Step 4 — Initial Prognosis: Faithful (Jesus)
But notice that Nathanael is not left to wallow in his prejudices. Instead, Philip tells Nathanael to step outside his own closed mind, to see this Messiah Jesus face to face: “Come and see,” Philip says (v. 46), and Nathanael does. And when Nathanael meets Jesus, he encounters a Nazarene who knows him in a way that blows his mind wide open. Not only can Jesus perceive that Nathanael is a trustworthy man, not only can he tell Nathanael precisely where he’s been, but Jesus promises Nathanael more than mind-reading; Jesus promises him that he will see God’s authority and power rest on Jesus’ shoulders: “You will see heaven opened and the angels of God ascending and descending upon the Son of Man” (v. 51). To Nathanael — who couldn’t believe that this Nazarene could possibly be the Messiah — Jesus promises to reveal the full extent of his power.

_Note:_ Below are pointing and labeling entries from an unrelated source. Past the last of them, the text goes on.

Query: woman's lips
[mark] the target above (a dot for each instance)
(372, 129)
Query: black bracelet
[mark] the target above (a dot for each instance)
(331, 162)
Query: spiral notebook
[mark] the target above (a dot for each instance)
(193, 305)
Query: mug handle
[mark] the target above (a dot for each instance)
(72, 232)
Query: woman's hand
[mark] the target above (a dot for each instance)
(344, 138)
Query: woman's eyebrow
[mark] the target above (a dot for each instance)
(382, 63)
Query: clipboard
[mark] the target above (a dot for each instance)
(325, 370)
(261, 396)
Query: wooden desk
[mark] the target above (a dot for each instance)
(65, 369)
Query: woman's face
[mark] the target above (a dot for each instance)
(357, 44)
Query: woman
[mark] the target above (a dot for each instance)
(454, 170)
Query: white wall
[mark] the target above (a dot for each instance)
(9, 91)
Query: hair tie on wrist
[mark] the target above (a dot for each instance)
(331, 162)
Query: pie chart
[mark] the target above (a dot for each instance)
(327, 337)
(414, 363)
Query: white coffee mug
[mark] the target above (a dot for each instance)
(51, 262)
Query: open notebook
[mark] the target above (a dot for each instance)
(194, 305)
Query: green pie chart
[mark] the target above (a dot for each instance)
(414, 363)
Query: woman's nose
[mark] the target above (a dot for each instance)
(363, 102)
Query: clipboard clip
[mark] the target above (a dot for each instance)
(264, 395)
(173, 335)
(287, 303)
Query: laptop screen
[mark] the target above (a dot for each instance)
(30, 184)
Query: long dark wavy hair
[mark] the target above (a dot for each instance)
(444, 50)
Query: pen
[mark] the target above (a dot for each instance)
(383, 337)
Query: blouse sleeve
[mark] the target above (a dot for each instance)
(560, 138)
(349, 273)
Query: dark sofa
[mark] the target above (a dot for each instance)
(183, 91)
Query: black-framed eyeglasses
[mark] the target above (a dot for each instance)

Step 5 — Advanced Prognosis: Believing
“Come and see,” Philip (or some other follower of Jesus) tells us. And, skeptically, we come into the presence of Jesus — Jesus who knows what kind of character we possess and where we’ve been. We come into the presence of this Nazarene who is Messiah — encountering him in the Word and Sacraments; and, like Nathanael, we find our minds blown wide open by how gracious and forgiving he is to us in the face of our doubts and disbelief. To us — who find it hard to believe that anything good can come out of death — Jesus promises salvation; to us — who would sooner resign ourselves to solitary suffering than believe that God will remain faithful — Jesus gives the present assurance of forgiveness and new life. To us — who come before Jesus faithless — Jesus remains faithful. And, in the face of such grace, we can’t help but believe.

Step 6 — Final Prognosis: Open-Minded
But coming into the presence of this Nazarene Messiah effects more than personal faith. When we keep company with Jesus, he opens our minds to our neighbors and the world as well. Faith in Jesus makes it possible for us to think beyond our once-closed minds. No longer do we live with the old assumptions about what we can expect from God or the world. Instead, keeping company with this Nazarene opens our lives to all kinds of new possibilities about where faith will lead us, and with whom we will keep company. Faith in Jesus as the Messiah means that good things can come from all kinds of unexpected places; and, it means that just when we think we’ve seen the best, we will see “greater things that these” where Jesus is involved.